Eddie Baugh, Mervyn's contemporary at UWI, has said that Mervyn writes poetry the way he plays tennis. After his serve you may think he has turned languid, but while you are preparing a return he is suddenly at the net. Smash. Score, 40 love. Game, Set and Match.

Win, lose or draw, love is an essential ingredient of all poetry. Mervyn knows that love encompasses Eros and Agape: Eros, first cousin to lust, and Agape, nearer to God. He deals masterfully with both. Many of the new poems narrate strategies for seduction. In 'Proposition One' the poet comments:

To keep the thing alive
let's loosen up,
let's improvise, my love,
relax, be casual, enjoy the lime,
relinquish the habitual,
reshape the paradigm.

But many of the poems deal with the frustrations of seduction. He confesses in 'Reunion':

We are playing
new games now
acknowledging the strain
of lust inside the laughter.

From the quotations, I have mentioned you will have noticed that rhyme is an important tool in Mervyn's poetic arsenal. He writes in free verse, of course, but his use of rhyme in many poems for emphasis is masterful. In 'Short Story', lovers trying to keep an affair secret:

... hug each other warmly, and

depart.

But each has nestled in the other's

art ...


In another poem, Mervyn inge-niously rhymes the two words 'send her' with the single word 'surrender', taking seriously, it seems, Robert Frost's dictum that writing poetry without rhyme is like playing tennis without a net - an analogy which Mervyn would certainly understand.

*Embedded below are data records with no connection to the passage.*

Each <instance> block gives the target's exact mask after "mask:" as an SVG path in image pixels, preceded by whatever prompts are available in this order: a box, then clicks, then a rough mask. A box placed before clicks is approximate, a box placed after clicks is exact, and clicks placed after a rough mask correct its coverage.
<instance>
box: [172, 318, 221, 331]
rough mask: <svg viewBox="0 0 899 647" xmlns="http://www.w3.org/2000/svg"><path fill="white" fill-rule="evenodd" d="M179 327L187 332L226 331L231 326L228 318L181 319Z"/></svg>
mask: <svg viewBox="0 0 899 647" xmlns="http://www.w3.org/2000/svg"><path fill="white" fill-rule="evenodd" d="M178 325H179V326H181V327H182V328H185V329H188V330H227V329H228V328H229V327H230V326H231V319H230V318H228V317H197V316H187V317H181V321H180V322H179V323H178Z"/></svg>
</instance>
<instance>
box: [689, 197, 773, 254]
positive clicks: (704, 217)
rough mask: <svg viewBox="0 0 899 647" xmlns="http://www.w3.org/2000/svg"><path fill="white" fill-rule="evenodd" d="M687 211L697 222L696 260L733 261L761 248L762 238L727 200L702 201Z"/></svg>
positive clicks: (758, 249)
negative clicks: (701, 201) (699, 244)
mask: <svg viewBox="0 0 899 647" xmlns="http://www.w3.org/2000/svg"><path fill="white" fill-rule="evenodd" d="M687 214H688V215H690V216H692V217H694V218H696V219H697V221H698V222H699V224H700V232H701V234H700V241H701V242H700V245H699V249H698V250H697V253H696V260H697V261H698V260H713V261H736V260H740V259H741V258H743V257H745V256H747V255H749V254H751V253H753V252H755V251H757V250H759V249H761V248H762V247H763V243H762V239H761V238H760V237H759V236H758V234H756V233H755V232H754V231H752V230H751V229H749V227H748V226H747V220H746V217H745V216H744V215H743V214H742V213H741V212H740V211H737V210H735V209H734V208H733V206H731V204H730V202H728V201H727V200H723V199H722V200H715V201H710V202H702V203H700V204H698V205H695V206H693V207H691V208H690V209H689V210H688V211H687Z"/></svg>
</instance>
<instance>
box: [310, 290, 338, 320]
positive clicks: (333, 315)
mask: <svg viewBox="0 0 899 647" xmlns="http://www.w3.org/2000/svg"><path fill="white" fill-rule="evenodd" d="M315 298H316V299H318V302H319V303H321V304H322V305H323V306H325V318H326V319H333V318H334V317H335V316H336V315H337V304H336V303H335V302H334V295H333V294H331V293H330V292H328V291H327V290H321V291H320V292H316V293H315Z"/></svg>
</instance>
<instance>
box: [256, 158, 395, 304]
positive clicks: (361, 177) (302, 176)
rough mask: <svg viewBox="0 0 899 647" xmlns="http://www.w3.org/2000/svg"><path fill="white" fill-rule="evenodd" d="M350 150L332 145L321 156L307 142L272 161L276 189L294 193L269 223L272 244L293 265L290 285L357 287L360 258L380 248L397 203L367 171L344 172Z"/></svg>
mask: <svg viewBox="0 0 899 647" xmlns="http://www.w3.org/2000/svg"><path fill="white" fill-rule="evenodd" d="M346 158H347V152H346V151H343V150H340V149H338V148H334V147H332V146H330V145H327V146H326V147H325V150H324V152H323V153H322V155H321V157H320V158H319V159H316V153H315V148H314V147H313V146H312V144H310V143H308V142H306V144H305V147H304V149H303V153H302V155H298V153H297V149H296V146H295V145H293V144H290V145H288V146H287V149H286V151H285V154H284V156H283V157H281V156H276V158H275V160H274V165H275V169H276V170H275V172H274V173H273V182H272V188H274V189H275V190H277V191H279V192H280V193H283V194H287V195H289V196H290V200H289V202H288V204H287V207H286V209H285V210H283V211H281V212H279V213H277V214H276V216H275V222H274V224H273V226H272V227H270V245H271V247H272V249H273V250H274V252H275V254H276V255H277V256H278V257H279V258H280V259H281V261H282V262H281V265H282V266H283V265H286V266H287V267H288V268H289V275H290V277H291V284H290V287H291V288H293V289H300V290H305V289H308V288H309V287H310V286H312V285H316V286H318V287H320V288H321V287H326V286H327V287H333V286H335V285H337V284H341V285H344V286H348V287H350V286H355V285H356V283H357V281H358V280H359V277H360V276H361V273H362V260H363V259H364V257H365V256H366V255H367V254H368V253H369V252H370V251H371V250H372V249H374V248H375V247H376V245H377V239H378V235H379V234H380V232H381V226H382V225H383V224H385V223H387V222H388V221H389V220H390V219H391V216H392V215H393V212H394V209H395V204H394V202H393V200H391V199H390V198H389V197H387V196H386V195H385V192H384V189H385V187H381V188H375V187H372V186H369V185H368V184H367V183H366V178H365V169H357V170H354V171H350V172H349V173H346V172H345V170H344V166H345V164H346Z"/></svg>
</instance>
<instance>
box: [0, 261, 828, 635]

The selections from On Holy Week are as fresh and psychologically insightful as when they were first written. Doubting 'Thomas' admits his lack of faith and proclaims 'I'll plunge these fingers in his riven side/ to know, first hand, that what I see/ is him that died.' Even in the religious intensity of this moment we notice the double meaning of 'first hand' coming after 'fingers'

Another unanticipated joy for me is the scattering of haiku in the collection. I spent two years in Japan and was astonished that each year there was a public holiday to celebrate poetry writing. Thousands of citizens would submit poems, mostly in the tight Japanese form of the 17-syllable Haiku. The winning entries were announced by the Emperor and read by him on the radio. Can you imagine such a civilizing event in Jamaica? One year when I was in Tokyo, a garbage collector won first prize. Surely this haiku by Mervyn could have beaten it out:

After a shower
blackbirds preening on the grass
dressing for heaven.


Don't try to fathom what it means. Just enjoy its lyric beauty.

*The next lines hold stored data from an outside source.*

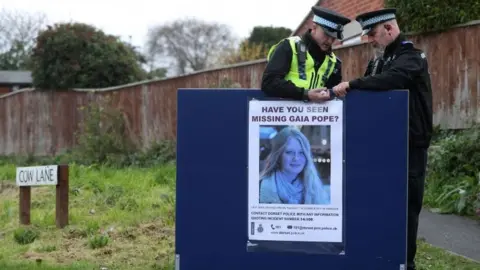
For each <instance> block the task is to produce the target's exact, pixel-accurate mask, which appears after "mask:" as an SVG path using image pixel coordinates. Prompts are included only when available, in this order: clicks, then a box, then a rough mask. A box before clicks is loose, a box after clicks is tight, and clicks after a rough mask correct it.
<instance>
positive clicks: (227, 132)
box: [175, 89, 408, 270]
mask: <svg viewBox="0 0 480 270" xmlns="http://www.w3.org/2000/svg"><path fill="white" fill-rule="evenodd" d="M252 99H256V100H265V99H267V98H266V97H265V96H264V94H263V93H262V92H261V91H259V90H256V89H179V90H178V109H177V198H176V241H175V253H176V267H177V269H179V270H203V269H209V270H226V269H228V270H265V269H266V268H268V269H276V270H292V269H325V270H327V269H329V270H340V269H345V270H347V269H348V270H352V269H367V270H377V269H378V270H398V269H403V268H402V265H403V264H404V263H405V261H406V235H407V226H406V223H407V214H406V213H407V212H406V209H407V190H408V189H407V183H408V182H407V178H408V173H407V166H408V158H407V154H408V150H407V149H408V147H407V146H408V92H407V91H400V90H398V91H386V92H373V91H371V92H369V91H362V92H360V91H351V92H350V93H349V94H348V95H347V97H346V98H345V101H344V102H343V119H344V124H343V136H342V139H343V160H344V169H343V172H344V175H343V179H344V180H343V183H344V186H343V187H344V189H343V202H344V209H343V213H342V215H343V221H342V222H343V223H342V224H343V241H342V245H341V246H340V247H339V248H338V251H339V252H337V253H335V252H334V253H325V254H319V253H318V252H308V250H306V249H299V250H295V249H293V248H292V249H288V248H277V249H275V246H277V247H280V246H281V245H282V244H283V245H285V244H286V243H278V244H279V245H276V244H277V243H276V242H275V241H273V242H266V243H267V245H264V246H265V247H267V248H266V249H265V250H262V252H256V250H252V249H250V248H247V243H248V242H249V230H250V227H249V226H250V224H249V220H248V219H249V211H250V209H249V184H248V179H249V173H248V165H249V138H248V137H249V133H248V132H249V103H250V101H251V100H252ZM325 119H327V118H325ZM330 119H331V118H330ZM292 125H293V124H292ZM322 132H323V131H319V134H320V133H322ZM258 133H259V139H260V140H263V139H265V138H267V139H268V138H270V137H273V136H274V135H273V134H277V133H280V132H279V129H278V128H277V127H275V126H264V127H262V128H261V130H260V132H258ZM304 133H305V132H304ZM319 136H320V135H319ZM313 145H314V143H313V142H312V149H314V148H315V147H313ZM320 148H321V147H320ZM262 149H263V148H262ZM315 149H317V148H315ZM312 151H313V150H312ZM319 151H320V150H319ZM260 155H261V153H260ZM320 159H321V158H318V159H317V158H316V161H318V160H320ZM332 174H333V172H332ZM272 229H274V228H272ZM269 245H270V248H268V246H269ZM287 245H288V243H287ZM335 247H336V246H335V245H334V247H333V249H331V250H335Z"/></svg>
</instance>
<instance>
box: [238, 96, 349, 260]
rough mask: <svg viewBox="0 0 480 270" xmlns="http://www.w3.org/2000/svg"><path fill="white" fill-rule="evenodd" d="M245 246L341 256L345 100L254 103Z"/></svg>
mask: <svg viewBox="0 0 480 270" xmlns="http://www.w3.org/2000/svg"><path fill="white" fill-rule="evenodd" d="M249 114H250V115H249V119H250V124H249V131H248V133H249V141H248V147H249V150H248V152H249V155H248V159H249V160H248V204H249V206H248V209H249V210H248V233H249V241H248V245H247V249H248V250H249V251H258V250H262V249H268V250H283V251H294V252H313V253H328V254H343V252H344V243H345V242H344V230H343V228H344V219H343V214H344V207H343V206H344V173H343V168H344V159H343V142H344V136H343V103H342V101H330V102H328V103H324V104H308V103H300V102H292V101H259V100H256V101H250V107H249Z"/></svg>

Mervyn has produced many poems about race, most laced with humour. In 'Afro-Saxon' he proclaims with a straight face 'blackness isn't new to me'. I like particularly 'For Consciousness', written in patois with the line

plenty busha doan ride horse
an some doan t'ink dem white.

Asked about race in an interview, Mervyn is quoted as saying that 'black identity' is 'the sense of performance', something not in the past, to be found, but in the future, to be constructed.

And then there is the query of how a poet of Mervyn's sensibility will deal with death. He has a moving poem entitled 'The Day My Father Died', with the profound lines:

The pain of death is living,
The dead are free

But Mervyn's most subtle approach to death is entitled 'Checking Out' which I need to quote in its entirety for you to judge its metaphoric strength.

I slam the door. 'Dear, are you
   positive
there's nothing left?' Well, no:
something remains, I'm sure of
   that:
some vestige of our lives in this
   bare flat
will linger, some impulse will
   outlive
   our going, recycled in the flow

of being. We never leave,
we always have to go.

Did Mervyn, I wonder, know that he was writing about death? Did he write the poem or did the poem write him?

In closing I would like to return to the poem 'Toasting a Muse', in which Mervyn typically uses irony and wit to undercut any too romantic view of poetic inspiration. He is moved by the 'unusual radiance, beauty of spirit lighting up the place', but he keeps quiet about it, makes 'small talk', stays sober and enjoys 'the food'.

I have tried to tempt you with a few appetizers, but you really need to sit down to the full banquet. I invite you to enjoy the feast of poems in Mervyn's new collection.